Automobiles are four-wheel motor vehicles that carry people and luggage over a long distance at a moderate speed. They are powered by an internal combustion engine fueled most commonly by gasoline (petrol), a liquid petroleum product. The automobile, one of the most ubiquitous of modern technologies, has changed the lives of billions of people and profoundly influenced the world economy and society.

The origins of the automobile can be traced back to the late 17th century, when a Dutch scientist invented a type of internal-combustion engine sparked by gunpowder. But it was Karl Benz who designed the first practical car, built in 1885. In the years that followed, engineers and entrepreneurs tweaked his basic design to create a vehicle that was affordable for middle-class Americans.

In the United States, cheap raw materials and a tradition of industrial manufacturing encouraged companies to increase production. The American automobile industry became dominated by a few firms that employed a revolutionary method of production: the assembly line. By 1914, Henry Ford’s Model T runabout cost less than half the average annual wage in the United States. This reduced price made mass personal transportation a reality.

Automobiles spawned spin-off industries in the United States that made life in the modern urbanized and suburbanized United States possible. These included a wide range of ancillary businesses. For example, the demand for vulcanized rubber increased dramatically, as did the need for road construction.

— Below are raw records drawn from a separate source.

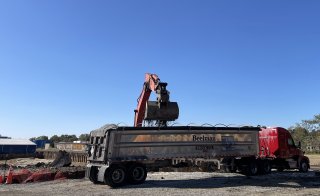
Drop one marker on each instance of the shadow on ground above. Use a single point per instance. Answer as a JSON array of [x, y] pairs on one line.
[[281, 180]]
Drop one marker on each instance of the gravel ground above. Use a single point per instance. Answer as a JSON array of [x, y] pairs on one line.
[[182, 183]]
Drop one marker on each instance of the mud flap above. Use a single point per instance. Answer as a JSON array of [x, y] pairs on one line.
[[102, 171], [88, 170]]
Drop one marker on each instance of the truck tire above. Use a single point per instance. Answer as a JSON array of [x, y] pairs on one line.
[[264, 167], [137, 174], [93, 175], [115, 176], [304, 167], [252, 169]]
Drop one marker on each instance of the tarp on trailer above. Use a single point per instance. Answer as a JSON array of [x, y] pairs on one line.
[[17, 146]]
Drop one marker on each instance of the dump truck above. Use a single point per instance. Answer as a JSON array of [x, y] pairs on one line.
[[119, 155]]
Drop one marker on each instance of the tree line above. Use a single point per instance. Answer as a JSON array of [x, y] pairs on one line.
[[308, 133], [62, 138]]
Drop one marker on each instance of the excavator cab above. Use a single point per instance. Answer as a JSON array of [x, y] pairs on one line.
[[161, 110]]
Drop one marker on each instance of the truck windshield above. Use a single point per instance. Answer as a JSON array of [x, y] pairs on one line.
[[290, 142]]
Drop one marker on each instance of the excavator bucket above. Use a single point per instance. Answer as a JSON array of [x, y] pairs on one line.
[[62, 159], [170, 112]]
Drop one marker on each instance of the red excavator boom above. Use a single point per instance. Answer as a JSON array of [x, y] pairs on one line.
[[161, 110]]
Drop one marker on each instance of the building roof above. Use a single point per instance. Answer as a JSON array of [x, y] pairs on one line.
[[16, 142]]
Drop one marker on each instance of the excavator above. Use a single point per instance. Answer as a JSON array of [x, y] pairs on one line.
[[157, 112]]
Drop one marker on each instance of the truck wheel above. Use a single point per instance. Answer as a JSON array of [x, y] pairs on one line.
[[303, 166], [252, 169], [115, 176], [265, 167], [280, 168], [93, 175], [137, 174]]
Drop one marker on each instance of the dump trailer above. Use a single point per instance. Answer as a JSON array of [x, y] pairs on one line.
[[120, 155]]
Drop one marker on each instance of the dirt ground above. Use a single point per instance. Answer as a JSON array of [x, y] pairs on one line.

The automotive industry also helped produce war materiel for both the first and second world wars, as well as other essential goods, such as clothing, food, and medical supplies.

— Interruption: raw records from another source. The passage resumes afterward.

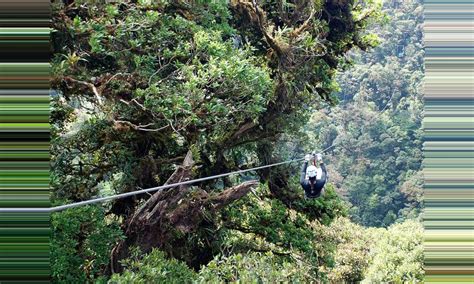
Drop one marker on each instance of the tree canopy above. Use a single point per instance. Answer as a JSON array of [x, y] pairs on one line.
[[155, 92]]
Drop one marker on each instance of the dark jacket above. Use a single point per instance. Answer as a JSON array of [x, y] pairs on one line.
[[312, 190]]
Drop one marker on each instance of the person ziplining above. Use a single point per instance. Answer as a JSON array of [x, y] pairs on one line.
[[313, 178]]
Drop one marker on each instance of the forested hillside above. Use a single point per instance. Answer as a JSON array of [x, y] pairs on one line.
[[155, 92], [377, 124]]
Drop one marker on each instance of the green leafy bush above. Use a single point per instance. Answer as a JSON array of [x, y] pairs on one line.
[[255, 268], [153, 268], [81, 243], [397, 256]]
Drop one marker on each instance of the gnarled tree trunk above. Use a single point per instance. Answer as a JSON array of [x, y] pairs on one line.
[[169, 216]]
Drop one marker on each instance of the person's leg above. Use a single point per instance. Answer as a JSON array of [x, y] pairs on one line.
[[324, 175]]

It is possible that no invention affected American everyday life more than the automobile. The automobile enabled the vast majority of Americans to live a much more convenient, comfortable, and productive life than was previously possible. Having a car frees people from the constraints of public transportation schedules and gives them more time to spend on family and other interests.

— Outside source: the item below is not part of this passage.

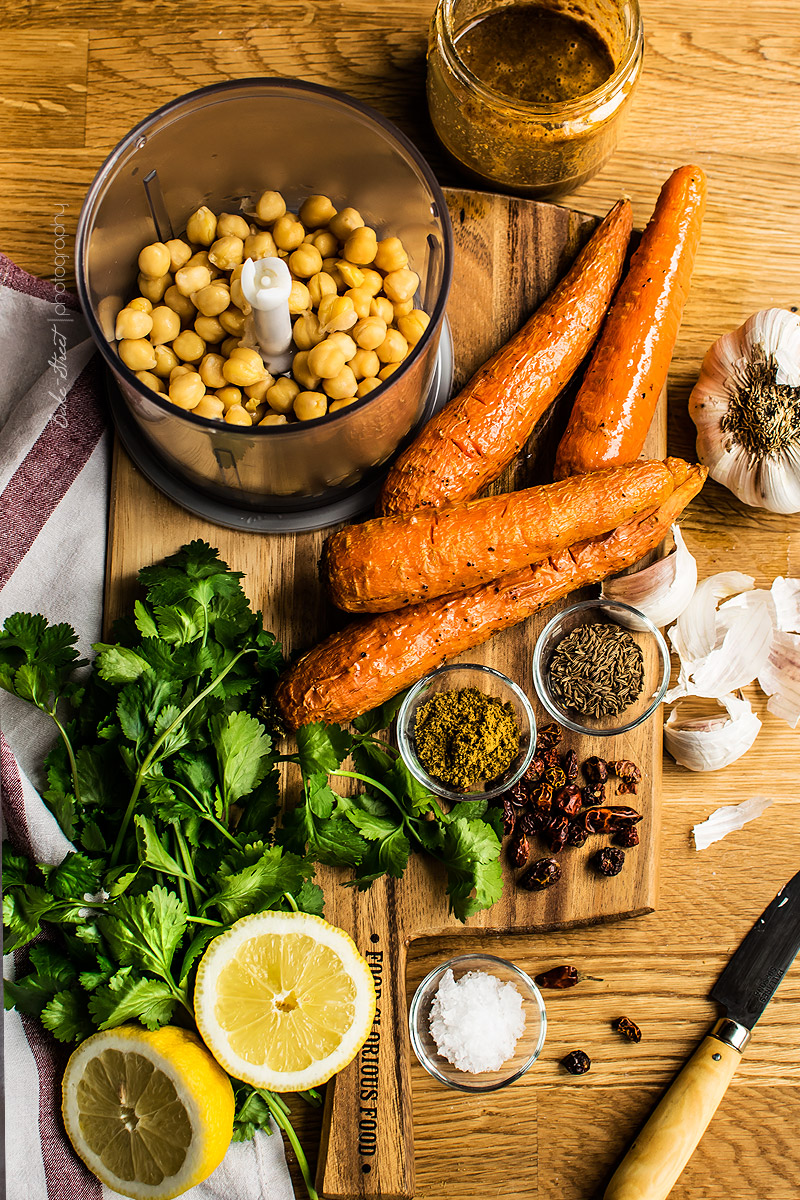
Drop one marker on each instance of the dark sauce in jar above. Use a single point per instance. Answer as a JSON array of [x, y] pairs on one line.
[[535, 54]]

Although the modern automobile may seem like an inevitable invention, there are some concerns about its effects on our environment and our health. Some critics claim that cars cause pollution and other health hazards. They also argue that the money the automobile industry makes by selling gas-guzzling “road cruisers” comes at a high social cost in terms of air quality and dwindling oil reserves. However, many individuals still believe that automobiles are the best means of transporting themselves and their possessions over long distances. They are also convenient to use and easy to operate. As such, they remain the most important mode of transportation in most areas of the world.